> 2008/8/16 Decibel! <decibel@decibel.org>:
> > On Aug 15, 2008, at 1:20 PM, Hannu Krosing wrote:
> >>>
> >>> "value AS name", on the other hand, accomplishes the same in a more
> >>> SQL-looking fashion with no new reserved word (since AS is already
> >>> fully reserved).
> >>
> >> would it be more natural / SQL-like to use "value AS name" or "name AS
> >> value" ?
> >
> >
> > IMHO, *natural* would be name *something* value, because that's how every
> > other language I've seen does it.
> >
> > SQL-like would be value AS name, but I'm not a fan of putting the value
> > before the name. And I think value AS name will just lead to a ton of
> > confusion.
> >
> > Since I think it'd be very unusual to do a => (b => c), I'd vote that we
> > just go with =>. Anyone trying to do a => b => c should immediately question
> > if that would work.
>
> I'll look on this syntax - what is really means for implementation. I
> thing, mostly of us prefer this or similar syntax.

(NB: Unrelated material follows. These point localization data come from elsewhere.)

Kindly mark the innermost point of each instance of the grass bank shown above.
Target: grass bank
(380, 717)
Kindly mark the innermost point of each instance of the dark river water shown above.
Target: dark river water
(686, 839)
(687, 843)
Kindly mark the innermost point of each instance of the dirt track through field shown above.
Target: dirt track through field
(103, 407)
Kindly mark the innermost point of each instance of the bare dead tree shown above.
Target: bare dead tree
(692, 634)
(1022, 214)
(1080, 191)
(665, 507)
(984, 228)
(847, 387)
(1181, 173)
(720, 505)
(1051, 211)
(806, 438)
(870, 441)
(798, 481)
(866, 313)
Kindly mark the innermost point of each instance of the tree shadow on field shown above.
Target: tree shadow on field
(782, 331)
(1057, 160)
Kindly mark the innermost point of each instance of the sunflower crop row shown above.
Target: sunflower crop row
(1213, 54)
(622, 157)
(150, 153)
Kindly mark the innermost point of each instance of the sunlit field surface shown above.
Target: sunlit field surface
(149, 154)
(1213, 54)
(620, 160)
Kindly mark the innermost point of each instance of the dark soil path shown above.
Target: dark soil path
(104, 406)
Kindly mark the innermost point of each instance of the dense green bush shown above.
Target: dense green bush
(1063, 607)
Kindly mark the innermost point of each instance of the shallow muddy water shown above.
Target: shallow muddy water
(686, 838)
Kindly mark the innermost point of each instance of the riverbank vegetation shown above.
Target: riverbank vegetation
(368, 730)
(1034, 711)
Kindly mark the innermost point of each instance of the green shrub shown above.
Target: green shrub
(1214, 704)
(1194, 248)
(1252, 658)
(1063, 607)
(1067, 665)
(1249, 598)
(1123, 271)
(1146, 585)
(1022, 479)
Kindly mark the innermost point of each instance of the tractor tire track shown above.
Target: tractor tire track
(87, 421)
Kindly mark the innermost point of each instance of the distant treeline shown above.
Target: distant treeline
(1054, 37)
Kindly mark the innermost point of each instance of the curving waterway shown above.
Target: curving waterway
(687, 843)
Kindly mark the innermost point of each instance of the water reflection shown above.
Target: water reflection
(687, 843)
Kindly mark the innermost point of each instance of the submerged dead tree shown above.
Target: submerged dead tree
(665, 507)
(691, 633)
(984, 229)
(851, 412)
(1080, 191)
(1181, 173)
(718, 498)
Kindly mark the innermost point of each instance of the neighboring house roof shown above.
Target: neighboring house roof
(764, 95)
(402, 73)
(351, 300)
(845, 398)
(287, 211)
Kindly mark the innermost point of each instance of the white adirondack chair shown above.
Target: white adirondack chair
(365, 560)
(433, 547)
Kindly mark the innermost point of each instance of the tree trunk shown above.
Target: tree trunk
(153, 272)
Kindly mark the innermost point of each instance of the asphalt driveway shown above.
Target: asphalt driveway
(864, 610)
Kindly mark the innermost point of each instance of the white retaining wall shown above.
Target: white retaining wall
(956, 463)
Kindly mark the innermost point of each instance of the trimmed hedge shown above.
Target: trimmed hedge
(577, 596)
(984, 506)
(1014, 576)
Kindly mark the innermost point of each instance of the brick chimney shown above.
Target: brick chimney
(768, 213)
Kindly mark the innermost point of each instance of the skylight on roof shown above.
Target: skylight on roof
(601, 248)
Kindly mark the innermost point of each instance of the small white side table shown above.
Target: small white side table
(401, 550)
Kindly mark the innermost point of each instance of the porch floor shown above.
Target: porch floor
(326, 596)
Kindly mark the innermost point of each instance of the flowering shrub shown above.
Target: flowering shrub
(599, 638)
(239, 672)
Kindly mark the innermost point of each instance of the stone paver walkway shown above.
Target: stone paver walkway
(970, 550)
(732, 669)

Actually the most "natural" syntax to me is just f(name=value) similar
to how UPDATE does it. It has the added benefit of _not_ forcing us to
make a operator reserved (AFAIK "=" can't be used to define new ops)
And I still don't think we need two kinds of names ("argument name" and
"label"). I'd rather see us have the syntax for this be similar to
python's keyword arguments, even though I'm not entirely opposed to
automatically generating the name= part if it comes from existing name
(variable, function argument or column name).